As a first try, pass the --debug flag to see how many runs outsource would try to process. It might produce a lot of output as it also prints out the list of runs and the location of workflow.

outsource --debug

If you want to narrow down the list of runs to process, you can do one of several things:

  • Pass a run or small list of runs with --run flag
  • Pass a path to a text file containing a newline-separated runlist that you made in some other way with the --runlist flag
  • Use the --from and/or --to flags to consider a range of run numbers
  • Specify things like --detector, the source and run mode can be controlled in file indicated by XENON_CONFIG, like include_modes and exclude_sources

One super important thing to keep in mind: you also specify the singularity image to run the jobs in.
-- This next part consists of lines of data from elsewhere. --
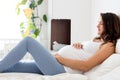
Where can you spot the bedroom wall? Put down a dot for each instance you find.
(79, 13)
(99, 6)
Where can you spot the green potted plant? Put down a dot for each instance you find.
(31, 8)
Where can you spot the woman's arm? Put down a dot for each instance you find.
(103, 53)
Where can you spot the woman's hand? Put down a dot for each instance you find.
(77, 45)
(59, 58)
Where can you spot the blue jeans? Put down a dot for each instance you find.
(44, 63)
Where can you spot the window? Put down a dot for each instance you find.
(9, 21)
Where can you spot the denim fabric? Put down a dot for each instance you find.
(44, 61)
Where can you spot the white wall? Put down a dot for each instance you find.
(99, 6)
(79, 13)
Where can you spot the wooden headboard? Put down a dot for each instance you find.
(60, 31)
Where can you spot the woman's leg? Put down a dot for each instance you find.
(47, 64)
(24, 67)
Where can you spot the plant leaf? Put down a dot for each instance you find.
(45, 17)
(18, 11)
(32, 5)
(39, 2)
(37, 31)
(22, 25)
(23, 2)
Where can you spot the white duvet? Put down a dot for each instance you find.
(30, 76)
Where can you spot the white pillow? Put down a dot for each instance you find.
(108, 65)
(118, 46)
(113, 75)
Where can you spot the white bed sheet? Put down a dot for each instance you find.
(30, 76)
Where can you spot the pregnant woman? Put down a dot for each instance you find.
(76, 58)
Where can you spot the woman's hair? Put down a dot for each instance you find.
(111, 27)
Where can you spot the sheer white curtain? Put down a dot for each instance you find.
(9, 21)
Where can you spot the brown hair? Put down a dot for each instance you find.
(111, 28)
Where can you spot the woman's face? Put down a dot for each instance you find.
(100, 27)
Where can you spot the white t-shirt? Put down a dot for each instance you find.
(89, 49)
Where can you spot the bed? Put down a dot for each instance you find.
(108, 70)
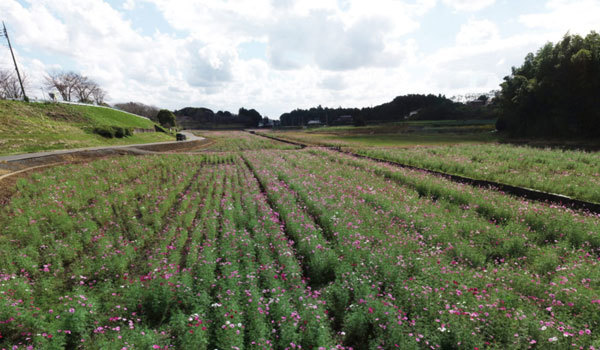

This adds a significant possibility for mistakes, as the environment you submit jobs from (and thus do this query to find what needs to be processed) might not always be the same as the one that actually tries to do the processing. So it's super important that the image you pass with the --image flag corresponds to the same base_environment flag as the CVMFS environment you are in. Otherwise, you might run into problems of datatype hashes not matching and/or context names not being installed in the cutax version you are using.

If it is your very first time submitting a workflow, maybe try submitting a single run in debug mode:

outsource --run {run_number} --debug

This will create a pegasus workflow, which you need to use pegasus-run to submit yourself. Keep in mind that it will NOT upload results to rucio and update RunDB. What's more, the results will also be copied to your scratch folder in ap23 (/scratch/$USER/...).